Contagem de Votos na Colômbia: Esquerda em Prova em Meio à Violência Crescente

Colômbia inicia contagem de votos após primeiro turno presidencial em meio a tensões

Eleições marcam um momento decisivo entre a continuidade da esquerda e uma possível guinada para a extrema direita.

Neste domingo (31), a Colômbia encerrou a votação do primeiro turno das eleições presidenciais, dando início à contagem dos votos. O país, famoso por ser o maior produtor mundial de cocaína, espera definir seu próximo líder em um cenário marcado por violência crescente e um debate acirrado entre a manutenção da esquerda ou um possível retorno à extrema direita.

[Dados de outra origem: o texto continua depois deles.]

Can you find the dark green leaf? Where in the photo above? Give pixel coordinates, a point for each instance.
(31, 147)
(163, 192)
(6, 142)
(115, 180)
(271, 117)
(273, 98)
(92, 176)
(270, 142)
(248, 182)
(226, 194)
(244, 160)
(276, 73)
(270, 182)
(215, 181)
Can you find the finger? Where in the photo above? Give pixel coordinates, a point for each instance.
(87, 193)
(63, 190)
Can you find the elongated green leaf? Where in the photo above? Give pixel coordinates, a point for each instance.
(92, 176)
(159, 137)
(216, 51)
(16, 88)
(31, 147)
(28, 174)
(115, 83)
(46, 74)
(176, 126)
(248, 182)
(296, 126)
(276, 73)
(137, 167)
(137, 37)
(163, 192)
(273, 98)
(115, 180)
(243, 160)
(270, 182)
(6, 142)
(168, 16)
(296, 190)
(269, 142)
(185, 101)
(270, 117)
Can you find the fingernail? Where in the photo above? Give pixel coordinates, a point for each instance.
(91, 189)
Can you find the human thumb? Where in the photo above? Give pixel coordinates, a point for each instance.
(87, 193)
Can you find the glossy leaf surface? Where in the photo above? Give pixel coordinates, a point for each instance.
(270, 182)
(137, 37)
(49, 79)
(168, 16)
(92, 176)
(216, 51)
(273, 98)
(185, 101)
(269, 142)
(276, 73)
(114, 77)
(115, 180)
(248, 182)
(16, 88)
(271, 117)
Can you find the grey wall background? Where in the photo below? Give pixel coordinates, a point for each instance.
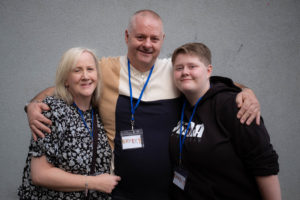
(255, 42)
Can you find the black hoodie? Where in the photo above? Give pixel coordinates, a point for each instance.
(221, 155)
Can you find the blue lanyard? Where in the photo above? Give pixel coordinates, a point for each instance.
(140, 97)
(181, 142)
(82, 117)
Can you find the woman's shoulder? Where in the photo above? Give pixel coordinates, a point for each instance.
(57, 106)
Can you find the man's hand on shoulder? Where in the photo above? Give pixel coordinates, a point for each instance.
(37, 121)
(249, 107)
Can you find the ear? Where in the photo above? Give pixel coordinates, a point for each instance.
(209, 69)
(126, 36)
(66, 84)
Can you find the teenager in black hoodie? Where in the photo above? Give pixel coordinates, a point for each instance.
(214, 155)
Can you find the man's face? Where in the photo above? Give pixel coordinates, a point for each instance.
(144, 41)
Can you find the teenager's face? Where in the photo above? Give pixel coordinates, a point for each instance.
(82, 80)
(191, 75)
(144, 41)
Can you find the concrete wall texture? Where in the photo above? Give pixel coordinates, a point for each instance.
(255, 42)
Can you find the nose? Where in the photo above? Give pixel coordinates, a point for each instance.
(84, 74)
(185, 71)
(147, 43)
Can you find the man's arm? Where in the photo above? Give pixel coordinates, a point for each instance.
(248, 104)
(269, 187)
(37, 121)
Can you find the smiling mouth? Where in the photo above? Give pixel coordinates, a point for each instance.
(145, 52)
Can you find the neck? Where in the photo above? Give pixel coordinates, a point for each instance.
(83, 103)
(193, 97)
(140, 66)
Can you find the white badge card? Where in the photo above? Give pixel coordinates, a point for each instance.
(132, 139)
(180, 177)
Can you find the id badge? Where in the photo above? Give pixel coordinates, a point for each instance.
(132, 139)
(180, 177)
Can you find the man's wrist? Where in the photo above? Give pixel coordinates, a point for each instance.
(32, 101)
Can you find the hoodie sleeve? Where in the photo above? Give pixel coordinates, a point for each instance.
(251, 143)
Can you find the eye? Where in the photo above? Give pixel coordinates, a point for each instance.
(140, 37)
(155, 39)
(179, 68)
(76, 69)
(90, 68)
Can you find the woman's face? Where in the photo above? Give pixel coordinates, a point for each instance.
(191, 75)
(82, 80)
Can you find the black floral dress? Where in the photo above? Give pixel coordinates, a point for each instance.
(68, 147)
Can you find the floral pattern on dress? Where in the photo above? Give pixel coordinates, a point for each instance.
(68, 147)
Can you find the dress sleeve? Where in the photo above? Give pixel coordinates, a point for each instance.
(251, 143)
(49, 145)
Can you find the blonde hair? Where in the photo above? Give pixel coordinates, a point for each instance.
(66, 64)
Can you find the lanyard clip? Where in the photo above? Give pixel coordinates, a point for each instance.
(132, 123)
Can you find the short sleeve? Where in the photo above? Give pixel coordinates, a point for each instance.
(251, 143)
(49, 145)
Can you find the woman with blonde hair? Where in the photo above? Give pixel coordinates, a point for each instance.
(74, 161)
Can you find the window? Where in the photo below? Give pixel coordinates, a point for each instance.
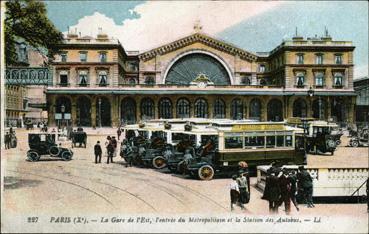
(233, 142)
(63, 57)
(83, 78)
(103, 78)
(300, 58)
(83, 56)
(261, 68)
(63, 75)
(319, 59)
(300, 79)
(219, 109)
(319, 79)
(338, 79)
(183, 108)
(338, 58)
(102, 57)
(201, 108)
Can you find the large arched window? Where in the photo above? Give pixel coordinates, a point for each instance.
(103, 112)
(165, 108)
(319, 107)
(128, 110)
(147, 109)
(219, 109)
(201, 108)
(183, 108)
(275, 110)
(255, 109)
(299, 108)
(237, 109)
(83, 111)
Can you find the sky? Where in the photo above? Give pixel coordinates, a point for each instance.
(255, 26)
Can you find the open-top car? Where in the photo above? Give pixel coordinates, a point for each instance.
(44, 144)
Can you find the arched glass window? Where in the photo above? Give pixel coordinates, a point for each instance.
(255, 109)
(237, 109)
(201, 108)
(318, 108)
(147, 109)
(165, 108)
(219, 109)
(183, 108)
(299, 108)
(128, 110)
(275, 110)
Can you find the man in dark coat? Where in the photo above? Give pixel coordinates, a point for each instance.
(285, 188)
(98, 152)
(306, 182)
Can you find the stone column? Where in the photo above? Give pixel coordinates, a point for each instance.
(93, 112)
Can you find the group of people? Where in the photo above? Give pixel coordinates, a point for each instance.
(111, 145)
(284, 186)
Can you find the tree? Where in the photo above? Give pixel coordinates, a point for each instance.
(26, 20)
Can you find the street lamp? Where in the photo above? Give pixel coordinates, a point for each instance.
(100, 112)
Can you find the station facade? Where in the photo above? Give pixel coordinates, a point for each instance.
(96, 82)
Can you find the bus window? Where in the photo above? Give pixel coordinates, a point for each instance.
(288, 141)
(280, 141)
(254, 141)
(270, 143)
(233, 142)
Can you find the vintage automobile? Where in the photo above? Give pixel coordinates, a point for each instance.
(362, 138)
(255, 143)
(79, 137)
(44, 144)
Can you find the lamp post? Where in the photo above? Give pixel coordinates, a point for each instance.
(100, 112)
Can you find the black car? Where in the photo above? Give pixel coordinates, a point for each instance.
(44, 144)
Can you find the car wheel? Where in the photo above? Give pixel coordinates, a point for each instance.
(33, 156)
(54, 151)
(354, 143)
(159, 162)
(66, 155)
(206, 172)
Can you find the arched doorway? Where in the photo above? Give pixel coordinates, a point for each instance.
(299, 108)
(165, 108)
(63, 109)
(104, 110)
(275, 110)
(83, 111)
(318, 108)
(183, 108)
(201, 108)
(128, 111)
(255, 109)
(219, 109)
(237, 109)
(147, 109)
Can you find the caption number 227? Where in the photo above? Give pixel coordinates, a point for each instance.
(32, 219)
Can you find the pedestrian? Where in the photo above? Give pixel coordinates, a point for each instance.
(7, 140)
(285, 188)
(244, 189)
(306, 182)
(119, 132)
(272, 191)
(98, 152)
(293, 181)
(234, 191)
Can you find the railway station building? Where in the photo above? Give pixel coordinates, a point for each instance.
(97, 83)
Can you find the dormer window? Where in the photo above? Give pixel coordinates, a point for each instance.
(103, 78)
(319, 59)
(83, 56)
(300, 58)
(102, 57)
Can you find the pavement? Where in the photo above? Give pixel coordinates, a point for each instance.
(52, 186)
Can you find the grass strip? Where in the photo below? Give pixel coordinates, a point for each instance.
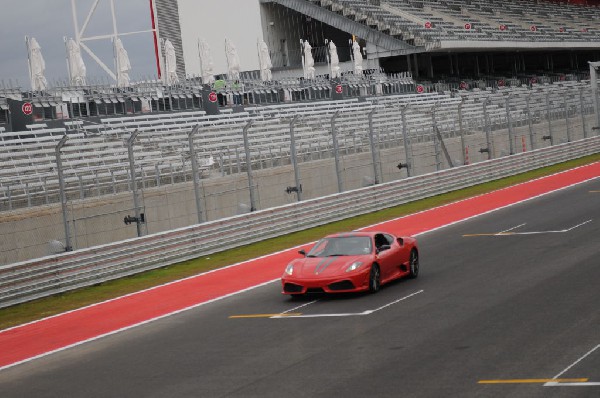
(56, 304)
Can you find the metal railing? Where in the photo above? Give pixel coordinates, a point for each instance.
(25, 281)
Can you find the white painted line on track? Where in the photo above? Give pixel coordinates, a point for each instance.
(298, 307)
(577, 384)
(278, 279)
(135, 325)
(554, 384)
(367, 312)
(561, 231)
(512, 229)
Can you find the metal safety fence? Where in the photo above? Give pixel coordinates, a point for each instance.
(28, 280)
(136, 176)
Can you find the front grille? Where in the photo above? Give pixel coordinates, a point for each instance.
(292, 288)
(343, 285)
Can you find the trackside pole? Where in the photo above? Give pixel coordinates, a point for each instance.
(488, 128)
(594, 82)
(336, 152)
(407, 148)
(294, 160)
(509, 122)
(462, 131)
(567, 117)
(136, 205)
(63, 196)
(549, 116)
(373, 150)
(530, 123)
(249, 165)
(582, 107)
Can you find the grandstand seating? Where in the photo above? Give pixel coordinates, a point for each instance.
(439, 23)
(95, 158)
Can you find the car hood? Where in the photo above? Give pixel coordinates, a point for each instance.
(318, 267)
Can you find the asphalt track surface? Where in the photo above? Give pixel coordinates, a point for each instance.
(506, 305)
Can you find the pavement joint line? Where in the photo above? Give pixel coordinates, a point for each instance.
(264, 315)
(565, 370)
(573, 384)
(367, 312)
(562, 231)
(103, 334)
(532, 381)
(512, 229)
(300, 306)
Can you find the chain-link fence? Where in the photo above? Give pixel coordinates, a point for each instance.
(267, 156)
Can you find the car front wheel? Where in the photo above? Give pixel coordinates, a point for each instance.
(414, 264)
(374, 279)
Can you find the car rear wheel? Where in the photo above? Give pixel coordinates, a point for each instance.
(374, 279)
(414, 264)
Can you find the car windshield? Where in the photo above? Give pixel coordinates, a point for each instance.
(341, 246)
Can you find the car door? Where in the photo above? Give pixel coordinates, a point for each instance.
(385, 258)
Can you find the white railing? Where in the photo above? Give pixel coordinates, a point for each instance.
(25, 281)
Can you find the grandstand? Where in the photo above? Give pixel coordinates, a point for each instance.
(441, 75)
(435, 39)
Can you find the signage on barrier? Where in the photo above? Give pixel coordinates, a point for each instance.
(27, 108)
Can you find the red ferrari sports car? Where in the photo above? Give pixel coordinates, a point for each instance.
(352, 262)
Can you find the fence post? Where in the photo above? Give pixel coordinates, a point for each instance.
(407, 150)
(336, 153)
(582, 106)
(436, 143)
(136, 206)
(63, 196)
(249, 164)
(567, 115)
(294, 160)
(373, 150)
(594, 84)
(462, 130)
(549, 117)
(530, 122)
(509, 123)
(195, 177)
(488, 128)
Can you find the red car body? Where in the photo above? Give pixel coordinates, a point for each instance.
(352, 262)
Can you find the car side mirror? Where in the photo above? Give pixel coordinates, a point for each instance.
(383, 248)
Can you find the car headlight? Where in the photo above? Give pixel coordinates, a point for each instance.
(289, 270)
(354, 266)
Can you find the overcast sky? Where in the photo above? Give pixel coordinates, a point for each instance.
(51, 20)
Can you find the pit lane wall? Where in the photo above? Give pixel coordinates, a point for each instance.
(25, 281)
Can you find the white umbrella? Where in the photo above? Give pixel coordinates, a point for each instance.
(206, 62)
(170, 76)
(37, 65)
(309, 62)
(123, 65)
(357, 58)
(233, 60)
(264, 60)
(77, 69)
(335, 61)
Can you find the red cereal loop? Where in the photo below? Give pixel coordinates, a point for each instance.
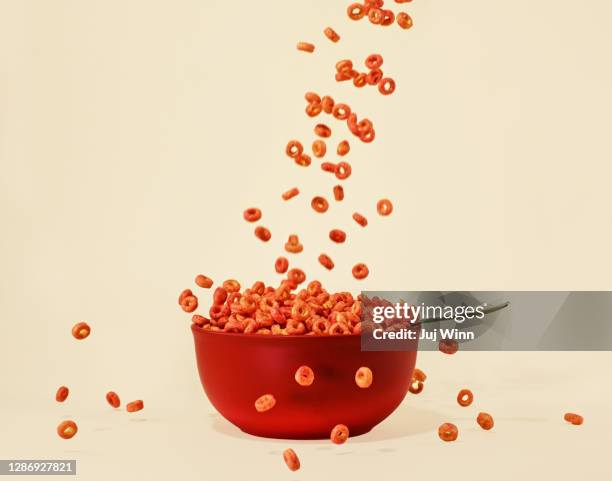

Cenário de violência e polarização

O atual presidente, Gustavo Petro, histórico por ser o primeiro governante de esquerda, não pode se candidatar à reeleição devido a normas legais. Embora tenha conquistado popularidade, especialmente entre as classes mais baixas, seu governo terminou sob o peso de um conflito armado intensificado.

O candidato do partido de Petro, Iván Cepeda, um senador de 63 anos, liderou as pesquisas antes da eleição, mas as previsões indicam que será necessário um segundo turno, marcado para o dia 21 de junho. Cepeda é filho de um político comunista assassinado e já enfrentou exílio político por suas convicções.

Adversários de Cepeda

Entre os principais adversários de Cepeda estão Abelardo de la Espriella, um advogado milionário de 47 anos, e Paloma Valencia, senadora de 50 anos e herdeira política do ex-presidente Álvaro Uribe. Ambos têm se posicionado contrários às negociações de paz promovidas por Petro, argumentando que elas não conseguiram conter a onda de violência que afeta o país.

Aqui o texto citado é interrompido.